Fuad menjelaskan, masyarakat dapat berkontribusi dalam hutan wakaf. Caranya menjadi wakif dalam program ini atau menjalin kerja sama dengan nazhir untuk mengelola hutan tersebut.
Kemenag, menurut Fuad, aktif mendukung pengembangan hutan wakaf. Mereka menggelar sejumlah diskusi dan pengkajian seputar regulasi bersama inisiator. “Ke depan, inovasi program seperti ini bisa terus disinergikan antara pemerintah, nazhir, wakif, dan stakeholder terkait,” katanya.
Fuad berharap program ini menjadi unggulan dari sisi inovasi pemberdayaan wakaf, bahkan menjadi brand di tingkat internasional. Ia percaya hutam wakaf bisa menjadi kekuatan perekonomian bangsa apabila didukung secara simultan dan sinergis oleh pemerintah dan masyarakat luas.
Saat ini terdapat tiga hutan wakaf diinisiasi masyarakat. Pertama, di Jantho, Provinsi Aceh. Hutan ini dibangun anak-anak muda pecinta alam pada 2012. Kedua, Hutan Wakaf Leuweung Sabilulungan yang dikembangkan Pemkab Bandung pada 2013. Terakhir, Hutan Wakaf Desa Cibunian, Kecamatan Pamijahan, Kabupaten Bogor, yang dikembangkan Yayasan Yassiru pada 2018.
Partisipasi Masyarakat
Dosen Institut Pertanian Bogor Khalifah Muhamad Ali mengatakan, keunggulan hutan wakaf terletak pada sifatnya yang permanen. Keberadaannya dilindungi hukum agama dan negara.
“Hutan wakaf tidak hanya dilindungi oleh hukum agama, tapi juga hukum negara, sehingga masyarakat tidak perlu ragu berpartipasi dalam program ini,” ujarnya.
Menurut Khalifah, partisipasi masyarakat menjadi kunci keberhasilan, karena hutan wakaf dibentuk, dikelola, dan dimanfaatkan masyarakat.

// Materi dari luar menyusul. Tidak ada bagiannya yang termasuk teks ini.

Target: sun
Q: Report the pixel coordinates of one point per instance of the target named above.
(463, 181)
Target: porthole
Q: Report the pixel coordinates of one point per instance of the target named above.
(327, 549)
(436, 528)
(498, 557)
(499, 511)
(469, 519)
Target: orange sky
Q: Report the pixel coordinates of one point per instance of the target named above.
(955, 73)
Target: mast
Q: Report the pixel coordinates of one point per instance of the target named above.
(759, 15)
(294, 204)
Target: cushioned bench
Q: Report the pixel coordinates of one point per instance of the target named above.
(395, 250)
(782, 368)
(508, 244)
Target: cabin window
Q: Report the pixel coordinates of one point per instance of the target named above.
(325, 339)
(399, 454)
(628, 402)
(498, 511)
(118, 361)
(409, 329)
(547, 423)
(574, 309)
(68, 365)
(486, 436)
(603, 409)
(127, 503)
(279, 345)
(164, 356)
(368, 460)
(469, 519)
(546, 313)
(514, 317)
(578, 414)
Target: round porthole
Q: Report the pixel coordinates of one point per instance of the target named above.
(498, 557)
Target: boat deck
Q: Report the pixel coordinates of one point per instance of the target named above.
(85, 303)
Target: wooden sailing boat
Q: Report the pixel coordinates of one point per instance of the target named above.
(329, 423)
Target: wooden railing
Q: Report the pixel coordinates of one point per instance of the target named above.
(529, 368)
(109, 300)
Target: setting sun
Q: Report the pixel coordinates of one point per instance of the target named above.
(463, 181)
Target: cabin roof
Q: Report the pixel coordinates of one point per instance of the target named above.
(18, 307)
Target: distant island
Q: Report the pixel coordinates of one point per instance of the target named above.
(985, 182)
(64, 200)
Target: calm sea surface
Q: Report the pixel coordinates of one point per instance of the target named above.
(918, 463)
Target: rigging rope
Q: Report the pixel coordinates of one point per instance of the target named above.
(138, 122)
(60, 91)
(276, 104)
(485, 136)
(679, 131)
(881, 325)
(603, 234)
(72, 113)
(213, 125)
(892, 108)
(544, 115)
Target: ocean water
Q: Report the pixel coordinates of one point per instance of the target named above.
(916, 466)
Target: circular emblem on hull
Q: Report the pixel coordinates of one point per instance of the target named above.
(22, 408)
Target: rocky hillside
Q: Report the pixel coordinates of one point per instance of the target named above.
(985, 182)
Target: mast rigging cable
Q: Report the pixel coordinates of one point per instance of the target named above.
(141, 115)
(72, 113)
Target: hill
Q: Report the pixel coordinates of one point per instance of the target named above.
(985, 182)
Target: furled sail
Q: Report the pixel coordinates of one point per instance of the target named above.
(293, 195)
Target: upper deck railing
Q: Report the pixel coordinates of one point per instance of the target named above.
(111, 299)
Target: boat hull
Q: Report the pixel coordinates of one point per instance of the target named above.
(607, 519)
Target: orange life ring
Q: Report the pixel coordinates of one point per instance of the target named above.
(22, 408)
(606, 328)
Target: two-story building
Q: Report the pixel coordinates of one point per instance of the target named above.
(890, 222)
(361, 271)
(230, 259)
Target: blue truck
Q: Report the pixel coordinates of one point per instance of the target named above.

Dia menjelaskan, setidaknya ada tiga peran penting masyarakat untuk program ini.
Masyarakat dapat mengembangkan hutan wakaf di tempatnya masing-masing. Dengan demikian, keberadaan hutan wakaf semakin masif. “Dalam hal ini, Komunitas Hutan Wakaf Bogor, yang telah memiliki pengetahuan dan pengalaman terlebih dahulu, siap membantu memberikan arahan,” kata Khalifah yang juga pendiri Komunitas Hutan Wakaf Bogor.
Masyarakat bisa mendukung program hutan wakaf yang sudah berjalan jika belum mampu mengembangkan hutan wakaf sendiri. Donasi mereka diperlukan sehingga semakin banyak tanah dibebaskan untuk hutan wakaf. “Semakin luas hutan wakaf, semakin besar manfaat ekologi dan sosial ekonomi yang dihasilkan untuk kesejahteraan umum,” ujar Khalifah.
Masyarakat juga dapat ikut menyebarluaskan gagasan hutan wakaf ke dalam lingkungan sosialnya. Pesan penting di balik program hutan wakaf adalah bahwa Islam, sebagai agama rahmat bagi alam semesta, telah memiliki instrumen konkret menjawab berbagai persoalan kehutanan dan lingkungan.